Саша Белявский был среди нас аристократом. Он переехал с Рыбной на Сумскую— на главную улицу города. Она называлась теперь улицей Карла Либкнехта. Павловскую площадь переименовали в площадь Розы Люксембург. Для нас это было не будничным переименованием, а близкими зарницами мировой революции.
В квартире родителей Саше принадлежала отдельная комната с двумя коврами — над диваном и во весь пол. На собственном письменном столе у него лежал большой нож слоновой кости. Сейчас такие ножи перевелись.

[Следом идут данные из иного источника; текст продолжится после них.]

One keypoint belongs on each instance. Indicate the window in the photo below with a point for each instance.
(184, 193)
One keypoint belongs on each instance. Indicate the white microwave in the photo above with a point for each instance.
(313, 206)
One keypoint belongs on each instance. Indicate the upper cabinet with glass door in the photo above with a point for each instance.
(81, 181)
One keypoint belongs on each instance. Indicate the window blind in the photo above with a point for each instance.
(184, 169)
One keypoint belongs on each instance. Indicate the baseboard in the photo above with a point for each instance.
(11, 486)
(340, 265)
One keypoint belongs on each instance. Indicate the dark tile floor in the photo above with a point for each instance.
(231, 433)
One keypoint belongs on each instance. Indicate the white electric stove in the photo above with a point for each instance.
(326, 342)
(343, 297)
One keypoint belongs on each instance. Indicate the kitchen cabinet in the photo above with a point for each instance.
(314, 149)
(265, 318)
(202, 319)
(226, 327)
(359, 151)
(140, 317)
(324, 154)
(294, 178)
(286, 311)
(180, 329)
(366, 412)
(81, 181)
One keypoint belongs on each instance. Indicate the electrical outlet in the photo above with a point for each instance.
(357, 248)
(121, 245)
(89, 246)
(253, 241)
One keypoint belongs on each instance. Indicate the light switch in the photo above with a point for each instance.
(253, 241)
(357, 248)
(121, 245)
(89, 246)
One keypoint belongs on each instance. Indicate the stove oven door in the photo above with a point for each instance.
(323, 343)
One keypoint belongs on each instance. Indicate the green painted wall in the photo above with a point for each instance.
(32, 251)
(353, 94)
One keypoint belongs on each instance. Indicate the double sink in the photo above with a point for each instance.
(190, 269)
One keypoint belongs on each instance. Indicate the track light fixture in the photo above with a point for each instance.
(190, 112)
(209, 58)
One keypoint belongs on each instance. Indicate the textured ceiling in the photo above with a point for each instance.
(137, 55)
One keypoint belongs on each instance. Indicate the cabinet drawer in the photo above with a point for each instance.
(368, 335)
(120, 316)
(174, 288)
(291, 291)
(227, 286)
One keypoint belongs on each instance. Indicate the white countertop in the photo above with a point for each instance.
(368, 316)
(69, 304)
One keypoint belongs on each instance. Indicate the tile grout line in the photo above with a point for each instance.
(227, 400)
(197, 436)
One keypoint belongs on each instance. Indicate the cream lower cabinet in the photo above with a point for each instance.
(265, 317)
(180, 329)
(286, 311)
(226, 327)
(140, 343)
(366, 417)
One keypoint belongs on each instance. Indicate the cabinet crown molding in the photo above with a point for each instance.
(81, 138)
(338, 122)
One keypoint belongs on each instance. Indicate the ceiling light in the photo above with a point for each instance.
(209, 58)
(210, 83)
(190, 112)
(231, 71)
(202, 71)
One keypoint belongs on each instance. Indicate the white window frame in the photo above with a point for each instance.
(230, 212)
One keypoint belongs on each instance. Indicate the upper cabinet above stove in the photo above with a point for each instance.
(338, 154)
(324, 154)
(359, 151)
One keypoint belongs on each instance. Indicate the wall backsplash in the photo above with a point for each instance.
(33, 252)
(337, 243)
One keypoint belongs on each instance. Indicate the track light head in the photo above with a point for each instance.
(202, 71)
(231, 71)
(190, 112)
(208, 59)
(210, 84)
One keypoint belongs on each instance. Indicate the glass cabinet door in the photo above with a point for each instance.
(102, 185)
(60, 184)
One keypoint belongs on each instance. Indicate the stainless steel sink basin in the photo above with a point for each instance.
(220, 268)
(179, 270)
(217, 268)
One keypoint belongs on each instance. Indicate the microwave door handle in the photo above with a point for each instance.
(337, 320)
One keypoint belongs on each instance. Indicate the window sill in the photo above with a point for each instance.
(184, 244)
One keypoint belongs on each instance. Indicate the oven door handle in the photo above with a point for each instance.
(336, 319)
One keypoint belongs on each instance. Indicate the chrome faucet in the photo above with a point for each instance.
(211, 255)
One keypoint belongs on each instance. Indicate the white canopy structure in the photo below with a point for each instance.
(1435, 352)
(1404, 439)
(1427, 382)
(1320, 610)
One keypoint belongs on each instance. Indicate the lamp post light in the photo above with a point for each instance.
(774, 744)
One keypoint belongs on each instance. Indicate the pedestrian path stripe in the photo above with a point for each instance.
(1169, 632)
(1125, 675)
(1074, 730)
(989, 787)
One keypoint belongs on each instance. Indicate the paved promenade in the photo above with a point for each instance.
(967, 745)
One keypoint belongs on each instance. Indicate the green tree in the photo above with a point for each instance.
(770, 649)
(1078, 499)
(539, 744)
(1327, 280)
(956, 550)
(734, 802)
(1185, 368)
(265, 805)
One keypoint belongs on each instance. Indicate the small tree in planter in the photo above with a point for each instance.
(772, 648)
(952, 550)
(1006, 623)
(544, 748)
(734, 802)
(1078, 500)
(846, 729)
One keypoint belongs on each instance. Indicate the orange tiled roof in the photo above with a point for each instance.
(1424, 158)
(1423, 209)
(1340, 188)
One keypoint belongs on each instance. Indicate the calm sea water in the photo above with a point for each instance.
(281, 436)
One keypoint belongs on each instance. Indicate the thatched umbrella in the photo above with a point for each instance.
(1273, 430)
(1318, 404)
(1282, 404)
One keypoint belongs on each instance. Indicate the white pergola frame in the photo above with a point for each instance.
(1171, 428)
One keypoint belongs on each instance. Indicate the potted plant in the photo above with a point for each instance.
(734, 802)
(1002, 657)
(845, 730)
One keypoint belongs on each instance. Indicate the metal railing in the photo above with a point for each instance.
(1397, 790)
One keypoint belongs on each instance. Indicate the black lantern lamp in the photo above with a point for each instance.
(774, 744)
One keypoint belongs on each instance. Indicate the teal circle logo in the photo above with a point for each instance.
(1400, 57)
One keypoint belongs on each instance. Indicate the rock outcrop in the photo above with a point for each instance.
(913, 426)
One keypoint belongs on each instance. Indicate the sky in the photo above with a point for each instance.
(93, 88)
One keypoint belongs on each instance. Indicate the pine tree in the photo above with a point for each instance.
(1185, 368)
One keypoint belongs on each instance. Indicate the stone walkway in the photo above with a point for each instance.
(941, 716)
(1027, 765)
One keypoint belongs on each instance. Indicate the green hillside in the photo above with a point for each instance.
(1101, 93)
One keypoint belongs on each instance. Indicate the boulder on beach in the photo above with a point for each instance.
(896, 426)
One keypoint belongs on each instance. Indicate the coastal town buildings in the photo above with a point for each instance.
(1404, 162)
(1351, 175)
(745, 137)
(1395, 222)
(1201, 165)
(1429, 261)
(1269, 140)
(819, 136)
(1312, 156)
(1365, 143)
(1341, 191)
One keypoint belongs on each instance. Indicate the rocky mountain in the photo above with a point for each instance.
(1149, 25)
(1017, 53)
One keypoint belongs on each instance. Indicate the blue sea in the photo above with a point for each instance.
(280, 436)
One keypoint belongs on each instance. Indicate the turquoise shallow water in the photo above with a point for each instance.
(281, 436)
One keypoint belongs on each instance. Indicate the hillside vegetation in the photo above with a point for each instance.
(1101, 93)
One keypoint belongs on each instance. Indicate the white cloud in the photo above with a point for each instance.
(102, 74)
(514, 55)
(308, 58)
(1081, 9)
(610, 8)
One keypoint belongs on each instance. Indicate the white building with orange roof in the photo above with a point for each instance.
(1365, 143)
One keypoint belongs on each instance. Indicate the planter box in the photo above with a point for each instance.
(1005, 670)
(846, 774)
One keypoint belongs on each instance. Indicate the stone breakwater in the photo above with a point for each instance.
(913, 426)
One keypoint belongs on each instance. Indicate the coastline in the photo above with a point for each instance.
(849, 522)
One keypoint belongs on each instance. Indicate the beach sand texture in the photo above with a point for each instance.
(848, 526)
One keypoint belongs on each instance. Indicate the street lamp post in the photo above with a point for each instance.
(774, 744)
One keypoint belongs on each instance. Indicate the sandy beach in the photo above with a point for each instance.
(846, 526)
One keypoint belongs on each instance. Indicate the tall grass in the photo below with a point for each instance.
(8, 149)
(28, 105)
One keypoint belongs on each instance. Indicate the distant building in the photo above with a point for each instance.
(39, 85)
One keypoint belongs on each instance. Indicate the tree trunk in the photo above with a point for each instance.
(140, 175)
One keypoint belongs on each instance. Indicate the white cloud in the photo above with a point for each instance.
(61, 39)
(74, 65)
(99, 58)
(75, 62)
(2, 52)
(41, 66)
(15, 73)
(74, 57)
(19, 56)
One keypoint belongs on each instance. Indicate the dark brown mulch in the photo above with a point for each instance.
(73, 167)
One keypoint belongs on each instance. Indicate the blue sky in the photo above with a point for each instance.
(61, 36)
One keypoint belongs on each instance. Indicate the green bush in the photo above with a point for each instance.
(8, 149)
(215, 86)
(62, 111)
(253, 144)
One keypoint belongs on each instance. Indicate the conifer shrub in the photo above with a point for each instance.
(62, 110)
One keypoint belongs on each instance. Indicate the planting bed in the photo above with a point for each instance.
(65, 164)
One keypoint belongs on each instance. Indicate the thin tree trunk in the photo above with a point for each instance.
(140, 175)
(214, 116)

Это было очень шикарно, когда Саша клал на свое колено новенькую пухлую книгу без переплета, отпечатанную на толстой серой бумаге, с неразрезанными листами, и, вложив нож слоновой кости между страницами, пилил им листы сперва по горизонтали, а потом по вертикали. Бумажные опилки сыпались на его остро отутюженные брюки, он их аккуратно смахивал в подставленную ладошку. Когда мы потом читали эту книгу, нам казалось, что никто до нас ее не знал.
Родители Саши, прежде чем войти в его комнату, стучались. Саша выкрикивал:
— Антре!
Или:
— Плиз!
Он знал несколько языков — даже турецкий. На турецком языке в Харькове можно было разговаривать только с чистильщиками сапог — айсорами. Поэтому Сашины туфли всегда зловеще сияли, и едва уловимый запах первоклассной ваксы «Функ» реял вокруг него.
Свою мать он называл по имени — Любой. Это меня смущало. Его жизнь была так не похожа на мою, что я испытывал неловкость, попадая к нему в дом.
Сергей Павлович ходил дома в суконном халате, длинные поясные кисти свисали до колен. Ноги его были обуты в мягкие расшитые туфли. Черный дог, величиной с жеребенка, бродил по коврам, царственно распахивая лапой двери. С догом тоже беседовали по-английски.